Psychologist Joseph Jastrow criticized the Crawford experiments as unscientific and wrote that "the minute detail of apparatus and all the paraphernalia of an engineering experiment which fills the Crawford books must ever remain an amazing document in the story of the metapsychic. As proof of what prepossession can do to a trained mind the case is invaluable."

Joseph McCabe suggested that Goligher had used her feet and toes to levitate the table and move objects in the séance room and compared her fraudulent mediumship to Eusapia Palladino, who performed similar tricks. Edward Clodd also dismissed the experiments as fraudulent and noted that Goligher refused invitation to be examined by a group of magicians and scientists.
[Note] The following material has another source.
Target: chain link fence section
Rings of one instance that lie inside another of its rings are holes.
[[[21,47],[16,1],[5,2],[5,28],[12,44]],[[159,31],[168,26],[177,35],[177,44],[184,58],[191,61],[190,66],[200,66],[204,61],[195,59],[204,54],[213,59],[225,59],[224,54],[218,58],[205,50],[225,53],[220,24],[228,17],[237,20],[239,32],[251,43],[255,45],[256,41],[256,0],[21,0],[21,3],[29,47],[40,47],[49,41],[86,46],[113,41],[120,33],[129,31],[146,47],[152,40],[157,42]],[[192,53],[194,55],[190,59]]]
Researchers such as Ruth Brandon and Mary Roach have heavily criticized Crawford's investigation, describing him as credulous and having a sexual interest in Goligher, such as an obsession with her underwear. Crawford held a deep fixation on underwear; for example, psychical researcher Theodore Besterman noted that before his suicide, Crawford "spent all his money (consequently leaving nothing) on a stack of woollen underwear for his family, sufficient to last for several years."

Susan Blackmore claimed that Eric Dingwall, an eccentric researcher interested in paranormal phenomena, told her around 1980 that Crawford had confessed before his death that all the Goligher phenomena were fraudulent.

==Later life==
Kathleen Goligher married in 1925 and died in 1972.